The Full Scoop on the Museum of Ice Cream in New York City

The pop-up museum features a life-size pool of "rainbow sprinkles" to dive into.

— -- Likeable. Lickable. Loveable. Shareable.

That's the mantra at the Museum of Ice Cream, a month-long interactive exhibit that celebrates America's favorite summer treat and opens in New York City today.

The pop-up museum features ice cream from some of the city’s most notable purveyors, including milkshake superstars Black Tap, OddFellows, and more. More than 30 artists, all passionate about ice cream, contributed ice cream-themed work for the museum.

"Good Morning America" got a sneak peek at the sweetest museum in Manhattan. ABC News' Will Ganss scooped up singer Kirstin Maldonado from the multi-platinum acapella group Pentatonix for the culinary experience and live stream on Facebook.

Visitors are treated to ice cream, of course, and walk through a bevy of whimsical exhibits like a real-life version of “Charlie and the Chocolate Factory.”

In Willy Wonka fashion, there’s an edible sugar balloon to try, a cone room, a chocolate chamber to explore and a collaborative ice cream sundae experience.

The biggest attraction is the life-size pool filled with about 7,000 pounds of “rainbow sprinkles.” They’re not edible, but they’re just as magical, and guests are invited to take a dip.

“It was a feat to get this built. It was manual. We did it by hand, we had 20, 25 people,” museum co-founder Manish Vora said. “It felt like ‘Charlie and the Chocolate Factory.’”

Guests can also swing on an ice cream sandwich and seesaw on an ice cream scooper.

On top of the sugar high, you might actually learn something.

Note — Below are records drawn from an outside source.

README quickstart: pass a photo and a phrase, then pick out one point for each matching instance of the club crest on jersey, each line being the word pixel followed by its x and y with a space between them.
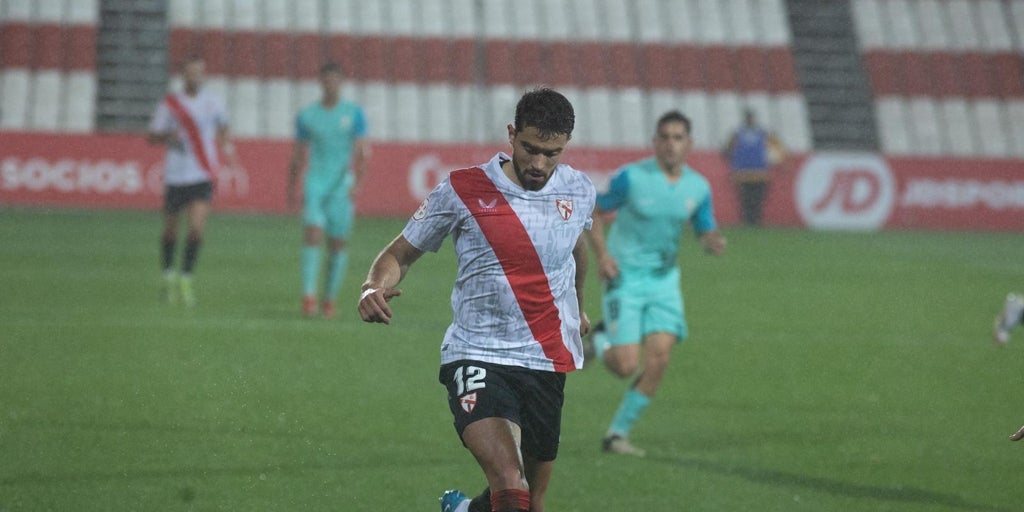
pixel 468 401
pixel 564 208
pixel 421 211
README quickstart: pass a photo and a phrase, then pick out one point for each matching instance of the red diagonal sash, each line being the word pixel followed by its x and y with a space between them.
pixel 517 255
pixel 192 130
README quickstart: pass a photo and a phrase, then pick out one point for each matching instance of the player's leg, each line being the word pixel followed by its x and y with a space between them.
pixel 198 211
pixel 495 444
pixel 1008 320
pixel 539 478
pixel 313 220
pixel 485 407
pixel 340 217
pixel 168 243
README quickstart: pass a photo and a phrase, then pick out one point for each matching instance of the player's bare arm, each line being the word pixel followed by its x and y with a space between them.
pixel 226 145
pixel 581 256
pixel 360 163
pixel 1018 435
pixel 300 156
pixel 713 242
pixel 607 267
pixel 385 273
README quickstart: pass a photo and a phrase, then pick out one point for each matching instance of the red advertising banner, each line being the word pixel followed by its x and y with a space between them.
pixel 826 190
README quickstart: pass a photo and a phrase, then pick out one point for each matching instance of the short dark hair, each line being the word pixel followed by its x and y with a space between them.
pixel 331 67
pixel 546 110
pixel 675 117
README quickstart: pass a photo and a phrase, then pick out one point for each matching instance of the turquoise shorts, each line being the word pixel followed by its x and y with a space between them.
pixel 330 209
pixel 637 304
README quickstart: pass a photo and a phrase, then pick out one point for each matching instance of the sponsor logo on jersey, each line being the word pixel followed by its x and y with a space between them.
pixel 564 208
pixel 421 211
pixel 468 401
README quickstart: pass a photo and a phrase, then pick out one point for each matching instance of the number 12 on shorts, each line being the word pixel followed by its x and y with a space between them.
pixel 469 379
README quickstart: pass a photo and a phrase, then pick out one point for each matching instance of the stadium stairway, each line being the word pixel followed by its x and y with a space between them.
pixel 832 75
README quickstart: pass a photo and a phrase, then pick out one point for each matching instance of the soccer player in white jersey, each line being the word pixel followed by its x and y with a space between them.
pixel 193 124
pixel 642 304
pixel 516 223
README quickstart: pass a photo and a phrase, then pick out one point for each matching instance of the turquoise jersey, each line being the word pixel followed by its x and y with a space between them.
pixel 651 213
pixel 331 134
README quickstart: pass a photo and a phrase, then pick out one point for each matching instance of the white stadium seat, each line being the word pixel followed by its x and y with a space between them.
pixel 45 107
pixel 278 109
pixel 991 128
pixel 958 132
pixel 13 91
pixel 926 125
pixel 80 98
pixel 893 132
pixel 244 107
pixel 408 118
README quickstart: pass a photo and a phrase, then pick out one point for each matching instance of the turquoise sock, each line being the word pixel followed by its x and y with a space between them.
pixel 310 267
pixel 634 402
pixel 336 264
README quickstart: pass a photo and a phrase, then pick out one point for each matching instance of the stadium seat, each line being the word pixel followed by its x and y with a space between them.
pixel 991 128
pixel 650 22
pixel 278 108
pixel 868 23
pixel 632 125
pixel 901 28
pixel 795 128
pixel 697 105
pixel 992 26
pixel 14 89
pixel 243 100
pixel 80 100
pixel 376 99
pixel 962 25
pixel 1015 113
pixel 957 126
pixel 400 17
pixel 894 134
pixel 711 28
pixel 340 16
pixel 728 115
pixel 408 119
pixel 926 123
pixel 775 23
pixel 45 105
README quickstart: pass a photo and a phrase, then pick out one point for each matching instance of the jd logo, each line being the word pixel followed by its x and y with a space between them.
pixel 845 192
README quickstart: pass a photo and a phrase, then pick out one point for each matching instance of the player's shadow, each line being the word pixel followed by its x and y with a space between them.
pixel 828 485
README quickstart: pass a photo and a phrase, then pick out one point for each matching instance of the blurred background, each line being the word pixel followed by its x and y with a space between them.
pixel 928 95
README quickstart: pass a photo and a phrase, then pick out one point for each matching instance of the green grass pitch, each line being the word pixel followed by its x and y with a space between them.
pixel 824 372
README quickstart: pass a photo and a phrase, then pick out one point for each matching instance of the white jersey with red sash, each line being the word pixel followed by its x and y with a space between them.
pixel 514 298
pixel 193 159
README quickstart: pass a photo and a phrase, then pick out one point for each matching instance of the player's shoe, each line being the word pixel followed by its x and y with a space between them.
pixel 454 500
pixel 169 290
pixel 309 306
pixel 1008 318
pixel 619 444
pixel 187 294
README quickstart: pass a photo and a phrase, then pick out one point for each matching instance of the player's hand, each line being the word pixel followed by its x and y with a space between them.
pixel 714 243
pixel 1018 435
pixel 373 304
pixel 607 268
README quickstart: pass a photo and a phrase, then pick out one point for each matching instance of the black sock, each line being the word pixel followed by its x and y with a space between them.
pixel 167 246
pixel 192 253
pixel 481 503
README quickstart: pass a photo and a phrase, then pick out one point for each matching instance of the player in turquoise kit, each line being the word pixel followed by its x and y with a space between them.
pixel 642 304
pixel 331 136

“You’re going to learn everything from the history of the cone to the science of taste,” Vora said.

The museum in the Meatpacking District opens to the public today through Aug. 31, 2016 for an $18 admission fee per person, including ice cream. Tickets have already sold out, according to their website, but the museum is free on Fridays from 11 to 3 p.m. on a first-come basis.